Hypoalbuminemia, or an abnormally low level of albumin in the blood, is a common condition in patients with serious illness and is correlated with increased morbidity and mortality, and prolonged stays in hospitals and intensive care units (ICUs). The relationship between hypoalbuminemia and poor outcomes has motivated many physicians to administer exogenous albumin to hypoalbuminemic patients; however, there is insufficient evidence to support the efficacy of this practice. Vincent and colleagues performed a systematic review of cohort studies with serum albumin level as an outcome predictor in acutely ill patients and controlled trials that focused on the correction of hypoalbuminemia.
The meta-analysis found that the odds of death were increased by 137 percent with each decline of 10 g per L in the serum albumin level. Hypoalbuminemia was also a significant predictor of increased morbidity, increased length of ICU and hospital stays, and increased use of resources during the period of acute care. Malnutrition and inflammation did not fully explain the hypoalbuminemic effects.
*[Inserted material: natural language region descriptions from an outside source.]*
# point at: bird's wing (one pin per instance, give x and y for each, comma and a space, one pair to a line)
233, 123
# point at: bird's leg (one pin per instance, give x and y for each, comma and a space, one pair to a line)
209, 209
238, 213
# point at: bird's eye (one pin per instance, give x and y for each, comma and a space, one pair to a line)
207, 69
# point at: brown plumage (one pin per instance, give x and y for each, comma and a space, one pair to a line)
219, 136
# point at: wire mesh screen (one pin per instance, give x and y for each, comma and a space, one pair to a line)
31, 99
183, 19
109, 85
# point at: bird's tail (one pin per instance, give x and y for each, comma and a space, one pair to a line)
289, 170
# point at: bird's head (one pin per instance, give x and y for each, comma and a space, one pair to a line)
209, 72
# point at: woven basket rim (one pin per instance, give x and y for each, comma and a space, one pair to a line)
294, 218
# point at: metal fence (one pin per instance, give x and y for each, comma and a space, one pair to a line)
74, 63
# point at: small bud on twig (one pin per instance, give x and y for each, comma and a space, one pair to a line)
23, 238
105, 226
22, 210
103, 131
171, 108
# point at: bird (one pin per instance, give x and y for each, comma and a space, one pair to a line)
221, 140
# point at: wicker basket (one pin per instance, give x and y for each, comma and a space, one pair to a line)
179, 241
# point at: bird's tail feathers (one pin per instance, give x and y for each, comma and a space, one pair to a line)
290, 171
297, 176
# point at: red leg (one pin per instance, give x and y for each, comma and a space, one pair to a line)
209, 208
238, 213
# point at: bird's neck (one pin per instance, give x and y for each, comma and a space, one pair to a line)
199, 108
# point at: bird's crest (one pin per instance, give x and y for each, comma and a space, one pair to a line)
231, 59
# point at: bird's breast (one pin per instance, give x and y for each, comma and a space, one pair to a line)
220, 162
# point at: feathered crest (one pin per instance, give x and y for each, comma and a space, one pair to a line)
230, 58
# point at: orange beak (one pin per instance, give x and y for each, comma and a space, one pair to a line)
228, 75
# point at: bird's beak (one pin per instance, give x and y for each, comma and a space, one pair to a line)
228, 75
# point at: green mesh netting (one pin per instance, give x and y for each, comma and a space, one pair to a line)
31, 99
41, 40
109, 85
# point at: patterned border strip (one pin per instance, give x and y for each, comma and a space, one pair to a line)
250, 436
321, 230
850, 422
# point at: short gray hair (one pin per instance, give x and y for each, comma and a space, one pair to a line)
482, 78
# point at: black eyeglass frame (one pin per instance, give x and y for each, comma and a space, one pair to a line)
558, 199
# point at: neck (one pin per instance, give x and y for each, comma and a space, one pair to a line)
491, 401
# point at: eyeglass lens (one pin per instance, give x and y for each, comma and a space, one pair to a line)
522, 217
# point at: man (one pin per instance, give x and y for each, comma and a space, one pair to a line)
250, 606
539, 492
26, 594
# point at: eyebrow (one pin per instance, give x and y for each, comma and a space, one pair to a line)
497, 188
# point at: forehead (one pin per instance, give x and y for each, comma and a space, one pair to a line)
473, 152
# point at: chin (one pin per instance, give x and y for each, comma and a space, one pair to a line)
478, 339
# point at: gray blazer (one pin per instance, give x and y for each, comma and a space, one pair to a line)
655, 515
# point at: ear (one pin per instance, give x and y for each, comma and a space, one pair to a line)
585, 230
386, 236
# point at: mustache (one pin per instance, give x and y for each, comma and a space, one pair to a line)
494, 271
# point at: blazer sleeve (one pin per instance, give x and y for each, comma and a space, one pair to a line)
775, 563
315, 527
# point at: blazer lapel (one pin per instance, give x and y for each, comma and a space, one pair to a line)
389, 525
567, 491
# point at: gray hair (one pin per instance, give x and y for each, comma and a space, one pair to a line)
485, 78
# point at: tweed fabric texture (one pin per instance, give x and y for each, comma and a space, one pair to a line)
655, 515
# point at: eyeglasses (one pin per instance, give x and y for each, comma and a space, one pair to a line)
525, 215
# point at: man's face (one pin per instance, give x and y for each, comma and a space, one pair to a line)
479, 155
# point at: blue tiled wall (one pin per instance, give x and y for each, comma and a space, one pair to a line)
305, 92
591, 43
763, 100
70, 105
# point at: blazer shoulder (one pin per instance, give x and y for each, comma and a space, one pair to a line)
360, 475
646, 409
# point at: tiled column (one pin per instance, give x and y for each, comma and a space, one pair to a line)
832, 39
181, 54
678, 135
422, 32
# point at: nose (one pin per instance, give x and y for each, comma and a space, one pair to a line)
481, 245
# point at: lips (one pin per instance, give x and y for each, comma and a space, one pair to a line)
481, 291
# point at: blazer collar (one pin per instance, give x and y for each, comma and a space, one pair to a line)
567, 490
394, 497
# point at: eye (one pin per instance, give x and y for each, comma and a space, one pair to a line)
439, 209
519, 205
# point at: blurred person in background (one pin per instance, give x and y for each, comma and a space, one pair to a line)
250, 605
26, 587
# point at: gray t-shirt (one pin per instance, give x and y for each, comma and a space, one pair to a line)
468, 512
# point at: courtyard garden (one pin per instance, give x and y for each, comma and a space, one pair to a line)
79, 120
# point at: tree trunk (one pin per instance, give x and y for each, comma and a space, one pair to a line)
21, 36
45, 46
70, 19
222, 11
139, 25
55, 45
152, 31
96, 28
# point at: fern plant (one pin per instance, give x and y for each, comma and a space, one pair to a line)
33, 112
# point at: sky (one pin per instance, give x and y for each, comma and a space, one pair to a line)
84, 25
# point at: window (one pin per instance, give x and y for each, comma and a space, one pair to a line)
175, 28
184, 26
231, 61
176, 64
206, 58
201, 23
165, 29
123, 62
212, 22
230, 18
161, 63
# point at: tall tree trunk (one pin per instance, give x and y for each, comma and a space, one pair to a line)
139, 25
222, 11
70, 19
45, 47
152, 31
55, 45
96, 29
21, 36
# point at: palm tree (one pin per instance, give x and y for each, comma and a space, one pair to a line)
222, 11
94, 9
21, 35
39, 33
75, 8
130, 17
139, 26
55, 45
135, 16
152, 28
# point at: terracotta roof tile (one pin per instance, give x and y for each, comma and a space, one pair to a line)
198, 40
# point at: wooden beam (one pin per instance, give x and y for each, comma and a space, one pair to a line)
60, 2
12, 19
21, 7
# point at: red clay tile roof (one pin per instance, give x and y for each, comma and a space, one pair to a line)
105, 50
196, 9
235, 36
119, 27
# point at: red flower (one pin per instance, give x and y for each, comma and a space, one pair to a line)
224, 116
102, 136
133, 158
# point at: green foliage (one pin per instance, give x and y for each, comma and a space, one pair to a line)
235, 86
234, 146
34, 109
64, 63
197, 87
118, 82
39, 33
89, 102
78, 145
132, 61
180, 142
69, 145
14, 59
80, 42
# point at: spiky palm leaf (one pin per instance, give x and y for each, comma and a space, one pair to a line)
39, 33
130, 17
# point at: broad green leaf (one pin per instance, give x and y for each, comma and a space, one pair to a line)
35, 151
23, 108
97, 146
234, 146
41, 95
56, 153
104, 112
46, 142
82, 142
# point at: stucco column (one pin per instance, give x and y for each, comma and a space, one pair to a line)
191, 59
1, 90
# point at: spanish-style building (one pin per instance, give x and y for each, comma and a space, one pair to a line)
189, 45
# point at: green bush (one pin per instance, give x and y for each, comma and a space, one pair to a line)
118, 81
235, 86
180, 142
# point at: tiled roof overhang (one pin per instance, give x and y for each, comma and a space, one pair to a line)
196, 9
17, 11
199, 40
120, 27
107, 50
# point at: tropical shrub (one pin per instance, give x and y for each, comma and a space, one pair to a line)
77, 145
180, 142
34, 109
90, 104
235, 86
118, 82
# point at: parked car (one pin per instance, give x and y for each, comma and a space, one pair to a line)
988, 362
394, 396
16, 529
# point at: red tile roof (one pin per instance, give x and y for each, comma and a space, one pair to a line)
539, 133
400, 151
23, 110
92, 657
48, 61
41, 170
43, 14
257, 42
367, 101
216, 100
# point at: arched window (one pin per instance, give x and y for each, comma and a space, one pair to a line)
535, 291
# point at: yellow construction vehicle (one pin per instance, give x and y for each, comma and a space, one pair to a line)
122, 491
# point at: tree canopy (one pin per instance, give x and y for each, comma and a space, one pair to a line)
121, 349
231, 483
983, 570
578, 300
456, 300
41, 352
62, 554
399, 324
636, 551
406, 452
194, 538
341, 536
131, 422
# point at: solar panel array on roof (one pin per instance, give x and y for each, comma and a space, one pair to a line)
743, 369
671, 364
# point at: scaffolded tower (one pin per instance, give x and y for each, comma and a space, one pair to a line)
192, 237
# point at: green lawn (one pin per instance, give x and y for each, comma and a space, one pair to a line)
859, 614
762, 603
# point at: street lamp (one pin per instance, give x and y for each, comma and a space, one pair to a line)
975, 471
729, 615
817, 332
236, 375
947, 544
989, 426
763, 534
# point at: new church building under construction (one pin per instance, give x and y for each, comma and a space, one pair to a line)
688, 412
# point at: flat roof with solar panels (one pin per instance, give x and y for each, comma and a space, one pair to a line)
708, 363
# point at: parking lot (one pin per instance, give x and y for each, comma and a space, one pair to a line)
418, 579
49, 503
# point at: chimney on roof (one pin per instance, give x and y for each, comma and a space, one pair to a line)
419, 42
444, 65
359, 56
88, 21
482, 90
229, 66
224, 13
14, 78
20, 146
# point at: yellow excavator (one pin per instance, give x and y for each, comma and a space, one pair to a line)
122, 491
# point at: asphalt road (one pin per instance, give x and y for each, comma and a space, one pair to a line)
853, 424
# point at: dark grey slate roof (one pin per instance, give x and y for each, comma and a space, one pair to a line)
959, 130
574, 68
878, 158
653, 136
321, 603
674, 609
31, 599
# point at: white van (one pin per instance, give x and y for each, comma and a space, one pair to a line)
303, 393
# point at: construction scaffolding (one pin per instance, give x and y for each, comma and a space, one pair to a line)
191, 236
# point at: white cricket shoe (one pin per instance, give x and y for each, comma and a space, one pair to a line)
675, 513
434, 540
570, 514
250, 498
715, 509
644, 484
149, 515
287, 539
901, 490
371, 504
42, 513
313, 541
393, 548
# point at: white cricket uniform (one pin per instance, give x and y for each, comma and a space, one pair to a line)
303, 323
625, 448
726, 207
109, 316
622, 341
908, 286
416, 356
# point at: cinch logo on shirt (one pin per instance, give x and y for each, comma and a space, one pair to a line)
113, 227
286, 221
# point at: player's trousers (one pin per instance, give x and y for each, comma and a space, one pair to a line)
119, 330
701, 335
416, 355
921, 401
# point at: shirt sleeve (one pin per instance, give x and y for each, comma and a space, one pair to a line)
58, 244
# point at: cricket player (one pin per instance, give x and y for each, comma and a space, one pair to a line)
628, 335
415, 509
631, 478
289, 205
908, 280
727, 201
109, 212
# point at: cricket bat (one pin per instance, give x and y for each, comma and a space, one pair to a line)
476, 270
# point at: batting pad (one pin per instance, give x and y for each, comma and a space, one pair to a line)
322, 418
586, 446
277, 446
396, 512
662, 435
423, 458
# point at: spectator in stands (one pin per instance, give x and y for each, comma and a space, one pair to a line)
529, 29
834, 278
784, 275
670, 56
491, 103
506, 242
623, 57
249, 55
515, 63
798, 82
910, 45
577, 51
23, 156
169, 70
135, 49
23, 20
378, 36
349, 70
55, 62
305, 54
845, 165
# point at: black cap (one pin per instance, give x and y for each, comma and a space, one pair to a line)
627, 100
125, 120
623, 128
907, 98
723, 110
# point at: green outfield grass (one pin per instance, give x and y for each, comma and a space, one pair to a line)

Nine prospective controlled studies evaluated the administration of supplemental albumin to acutely ill patients who had hypoalbuminemia (n = 535). The odds ratio for complications declined progressively with increases in the attained serum albumin level. Based on these results, the authors conclude that attaining a serum albumin level higher than 3 g per dL (30 g per L) probably lessens morbidity. The protective effects of albumin may be explained by the maintenance of physiologic homeostasis, including maintenance of normal colloid osmotic pressure. Other possible positive effects of albumin include its antioxidant properties, capacity to prevent apoptosis, and affinity to bind lipids, drugs, and toxic substances.
The authors conclude that albumin-replacement therapy may be clinically appropriate in patients with hypoalbuminemia, although well-designed controlled clinical trials are needed to confirm benefit.
editor's note: The administration of albumin to patients with hypoalbuminemia remains controversial. Alderson and associates1 specifically reviewed the usefulness of albumin administration in critically ill patients with hypovolemia, burns, or hypoalbuminemia. In this meta-analysis of randomized controlled trials in which varying volumes and concentrations of albumin were administered and compared with administration of a crystalloid solution, albumin administration was associated with increased mortality. These results are in contrast to those noted in the article by Vincent and colleagues and in a review performed by Wilkes and Navickis,2 who examined randomized controlled trials of albumin administration in a broader population of patients. In this analysis, there was no association between albumin administration and an increased risk of death compared with patients who received crystalloid therapy, no albumin, or lower dosages of albumin. However, further review of the analysis by Wilkes and Navickis demonstrates a trend toward harm associated with some of the subgroups studied. Further study is needed to identify patient subgroups who may benefit from albumin administration and those who may be harmed.—r.s.